No satisfaction should be had from scamming a faceless corporation or outwitting the system. Being able to get away with a wrong does not make it right.
"The more things a man is ashamed of, the more respectable he is," wrote George Bernard Shaw.
Those who have a capacity to feel and to appreciate shame are fortunate. Their path might not be smoother, but their way is clearer and the obstacles less costly, as their true value is more apparent.
"I never wonder to see men wicked, but I often wonder to see them not ashamed." Jonathan Swift.
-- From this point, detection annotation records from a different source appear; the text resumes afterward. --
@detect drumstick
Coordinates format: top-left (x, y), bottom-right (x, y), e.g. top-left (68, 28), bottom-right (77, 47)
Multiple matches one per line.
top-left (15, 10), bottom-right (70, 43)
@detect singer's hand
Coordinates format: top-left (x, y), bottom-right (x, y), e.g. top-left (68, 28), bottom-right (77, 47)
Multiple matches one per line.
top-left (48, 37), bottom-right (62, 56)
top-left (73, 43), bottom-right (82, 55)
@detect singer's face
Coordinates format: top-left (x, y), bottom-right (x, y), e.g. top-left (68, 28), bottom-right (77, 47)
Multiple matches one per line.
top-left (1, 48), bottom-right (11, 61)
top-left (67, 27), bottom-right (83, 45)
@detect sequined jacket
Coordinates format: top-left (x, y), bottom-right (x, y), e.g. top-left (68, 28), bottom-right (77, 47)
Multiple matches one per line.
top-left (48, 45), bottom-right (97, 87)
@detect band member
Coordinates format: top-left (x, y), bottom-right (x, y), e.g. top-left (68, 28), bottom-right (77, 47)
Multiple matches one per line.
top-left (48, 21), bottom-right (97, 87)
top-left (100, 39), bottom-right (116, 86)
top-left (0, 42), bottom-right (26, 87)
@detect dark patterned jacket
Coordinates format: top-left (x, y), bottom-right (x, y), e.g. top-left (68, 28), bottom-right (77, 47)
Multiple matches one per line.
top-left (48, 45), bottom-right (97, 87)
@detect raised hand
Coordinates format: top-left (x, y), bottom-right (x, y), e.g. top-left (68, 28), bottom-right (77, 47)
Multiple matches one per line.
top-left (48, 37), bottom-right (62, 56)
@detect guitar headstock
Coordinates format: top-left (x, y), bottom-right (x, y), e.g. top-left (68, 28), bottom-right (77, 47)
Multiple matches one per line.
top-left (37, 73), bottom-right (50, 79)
When I was growing up and attempted the excuse, "But everybody else is doing it," one of my parents would inevitably say, "And if everybody was jumping off a bridge, would you jump off, too?" It sounds obvious now, silly even. But their guidance was a gift. Having a strong personal sense of shame is powerful. Along with setting our own standards, we're laying the groundwork for our children as well. Instead of teaching them to fight for their fair share and win at all costs, we should be emphasizing the need to do the right thing regardless of whether someone is watching.
"Shame may restrain what the law does not prohibit," wrote Seneca.
What happened at that New York Wal-Mart was the ultimate blasphemy of Christmas. And those who have shamelessly pushed, trampled and shoved to get ahead need to pause long enough to remember the reason we began giving gifts at Christmas.